De ces efforts de communication et d'information de la part des associations, des médias et des individus est née une véritable prise de conscience autour de la réduction des risques, suivie par des changements de comportements. Et s'il ne faut pas verser dans l'angélisme et que la communauté gay compte aussi ses Monkeypox-sceptiques, ses conspirationnistes et ses antivax, nombreux sont ceux qui ont réduit le nombre de leurs partenaires, évité ou limité leurs fréquentations des sex parties ou des saunas.

D'autres ont également opté pour l'abstinence, au moins le temps d'être vaccinés. Il y a d'ailleurs eu un vif engouement pour la vaccination dès lors que des créneaux ont été ouverts. «La communauté gay a déjà montré sa capacité à ajuster ses pratiques face à un risque. C'est quelque chose que nous avons retrouvé ici», explique Gabriel Girard.
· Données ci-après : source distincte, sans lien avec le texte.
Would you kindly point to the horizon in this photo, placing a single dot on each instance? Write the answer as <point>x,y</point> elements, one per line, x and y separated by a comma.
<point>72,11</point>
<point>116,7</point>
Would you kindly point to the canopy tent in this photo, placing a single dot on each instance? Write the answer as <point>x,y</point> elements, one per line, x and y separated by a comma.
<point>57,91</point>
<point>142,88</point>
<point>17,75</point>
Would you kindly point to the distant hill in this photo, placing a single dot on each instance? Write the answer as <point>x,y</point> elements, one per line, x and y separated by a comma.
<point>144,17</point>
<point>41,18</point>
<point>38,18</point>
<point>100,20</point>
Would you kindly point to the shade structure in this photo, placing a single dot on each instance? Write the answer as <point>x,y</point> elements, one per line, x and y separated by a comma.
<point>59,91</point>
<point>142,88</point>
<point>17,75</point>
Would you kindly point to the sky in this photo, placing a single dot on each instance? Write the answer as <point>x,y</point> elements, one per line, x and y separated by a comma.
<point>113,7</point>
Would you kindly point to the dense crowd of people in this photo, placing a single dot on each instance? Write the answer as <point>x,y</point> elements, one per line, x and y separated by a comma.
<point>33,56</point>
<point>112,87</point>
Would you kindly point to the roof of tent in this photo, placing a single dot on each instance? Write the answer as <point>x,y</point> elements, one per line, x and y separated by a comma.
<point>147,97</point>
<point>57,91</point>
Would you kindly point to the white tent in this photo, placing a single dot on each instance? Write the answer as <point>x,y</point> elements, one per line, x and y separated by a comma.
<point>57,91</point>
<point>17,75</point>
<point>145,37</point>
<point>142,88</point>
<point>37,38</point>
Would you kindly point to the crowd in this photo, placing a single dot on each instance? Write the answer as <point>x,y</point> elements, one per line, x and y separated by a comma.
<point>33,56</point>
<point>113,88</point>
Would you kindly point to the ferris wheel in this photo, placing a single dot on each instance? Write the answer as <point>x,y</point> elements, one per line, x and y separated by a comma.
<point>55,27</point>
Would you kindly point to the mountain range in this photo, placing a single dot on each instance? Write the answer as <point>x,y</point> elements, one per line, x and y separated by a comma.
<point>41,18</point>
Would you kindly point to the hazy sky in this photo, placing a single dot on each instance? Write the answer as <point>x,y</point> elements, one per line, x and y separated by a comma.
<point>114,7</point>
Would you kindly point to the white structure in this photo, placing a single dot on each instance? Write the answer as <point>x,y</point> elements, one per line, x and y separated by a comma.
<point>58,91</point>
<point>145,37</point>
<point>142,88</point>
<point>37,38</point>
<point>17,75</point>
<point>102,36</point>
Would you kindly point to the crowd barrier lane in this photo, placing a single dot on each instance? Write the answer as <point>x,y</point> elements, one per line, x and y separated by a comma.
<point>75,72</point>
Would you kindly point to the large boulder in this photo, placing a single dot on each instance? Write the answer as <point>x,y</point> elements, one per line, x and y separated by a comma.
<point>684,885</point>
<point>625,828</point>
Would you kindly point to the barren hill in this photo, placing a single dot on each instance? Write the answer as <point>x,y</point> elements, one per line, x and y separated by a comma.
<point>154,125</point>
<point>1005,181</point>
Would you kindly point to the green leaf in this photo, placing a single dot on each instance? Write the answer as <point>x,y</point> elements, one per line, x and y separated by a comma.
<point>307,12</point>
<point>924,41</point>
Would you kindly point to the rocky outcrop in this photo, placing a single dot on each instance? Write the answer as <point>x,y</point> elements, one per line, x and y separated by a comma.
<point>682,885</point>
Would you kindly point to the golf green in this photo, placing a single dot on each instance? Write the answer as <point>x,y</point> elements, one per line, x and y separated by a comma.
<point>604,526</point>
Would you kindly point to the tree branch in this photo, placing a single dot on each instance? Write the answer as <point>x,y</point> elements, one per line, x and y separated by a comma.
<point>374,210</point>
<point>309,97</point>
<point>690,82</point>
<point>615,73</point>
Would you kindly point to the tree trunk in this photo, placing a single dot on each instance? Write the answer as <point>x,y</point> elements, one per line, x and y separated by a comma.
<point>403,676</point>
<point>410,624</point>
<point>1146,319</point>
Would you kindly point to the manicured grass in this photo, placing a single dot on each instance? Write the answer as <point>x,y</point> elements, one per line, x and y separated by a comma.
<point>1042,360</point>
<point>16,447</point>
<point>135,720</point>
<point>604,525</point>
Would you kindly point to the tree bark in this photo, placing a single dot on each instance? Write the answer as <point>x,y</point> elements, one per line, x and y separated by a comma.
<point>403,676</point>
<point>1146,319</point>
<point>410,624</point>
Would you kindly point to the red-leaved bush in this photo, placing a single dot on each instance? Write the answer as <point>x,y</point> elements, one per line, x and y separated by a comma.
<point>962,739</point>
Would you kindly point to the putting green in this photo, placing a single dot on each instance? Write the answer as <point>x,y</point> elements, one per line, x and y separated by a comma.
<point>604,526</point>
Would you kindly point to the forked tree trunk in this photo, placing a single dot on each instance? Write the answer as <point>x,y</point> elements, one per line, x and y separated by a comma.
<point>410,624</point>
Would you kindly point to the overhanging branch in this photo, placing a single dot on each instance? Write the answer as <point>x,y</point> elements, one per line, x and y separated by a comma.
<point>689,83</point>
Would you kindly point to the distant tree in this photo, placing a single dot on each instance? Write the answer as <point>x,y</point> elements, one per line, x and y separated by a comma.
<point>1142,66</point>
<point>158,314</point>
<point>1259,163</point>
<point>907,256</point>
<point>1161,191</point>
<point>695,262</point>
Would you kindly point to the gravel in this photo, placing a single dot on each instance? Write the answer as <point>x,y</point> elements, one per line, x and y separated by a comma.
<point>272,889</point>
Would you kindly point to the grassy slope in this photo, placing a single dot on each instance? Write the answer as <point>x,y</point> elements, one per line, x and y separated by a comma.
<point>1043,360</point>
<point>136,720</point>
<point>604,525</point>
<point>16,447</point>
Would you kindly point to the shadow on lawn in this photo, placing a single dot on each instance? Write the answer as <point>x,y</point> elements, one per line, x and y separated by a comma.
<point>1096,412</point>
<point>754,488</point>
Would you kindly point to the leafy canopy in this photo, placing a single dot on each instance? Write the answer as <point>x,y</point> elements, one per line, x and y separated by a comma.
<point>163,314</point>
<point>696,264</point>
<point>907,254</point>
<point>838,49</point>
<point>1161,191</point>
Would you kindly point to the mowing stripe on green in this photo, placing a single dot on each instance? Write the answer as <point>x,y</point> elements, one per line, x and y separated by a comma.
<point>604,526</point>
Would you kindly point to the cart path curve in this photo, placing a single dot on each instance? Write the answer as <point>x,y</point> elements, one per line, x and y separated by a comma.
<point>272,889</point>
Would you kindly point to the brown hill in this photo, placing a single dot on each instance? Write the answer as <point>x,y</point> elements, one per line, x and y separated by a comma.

Si nous ne disposons pas en France de chiffres précis, nous pouvons regarder ce qu'il s'est passé de l'autre côté de l'Atlantique cet été. Selon l'American Men's Internet Survey, 2022 Monkeypox Supplemental Survey, les hommes ayant des rapports sexuels avec des hommes ayant répondu au questionnaire en ligne du 5 au 15 août (soit bien après le lancement de la campagne de vaccination) étaient 48% à avoir réduit le nombre de leurs partenaires sexuels, 50% à avoir réduit le nombre de leurs partenaires d'un soir et 50% à avoir réduit le nombre de leurs rencontres sur les applications dédiées ou lors de sex parties.

De plus, en France, au 26 septembre, 107.461 doses de vaccins avaient été administrées –sans que l'on ait le détail des premières ou secondes doses, puisque le schéma vaccinal assurant la couverture optimale est à deux doses.

Dans un communiqué du mercredi 28 septembre, Camille Spire, présidente de AIDES, explique: «[Nos] actions furent bénéfiques puisque l'épidémie de la variole du singe est en baisse depuis quelques semaines. Néanmoins, la prévention et la vaccination doivent être maintenues pour éviter toute reprise de l'épidémie. Au rythme actuel, la totalité des publics éligibles ne sera vaccinée qu'à la fin de l'année et avec une seule dose. L'épidémie pourrait donc repartir!»

La mobilisation communautaire n'est ainsi pas terminée.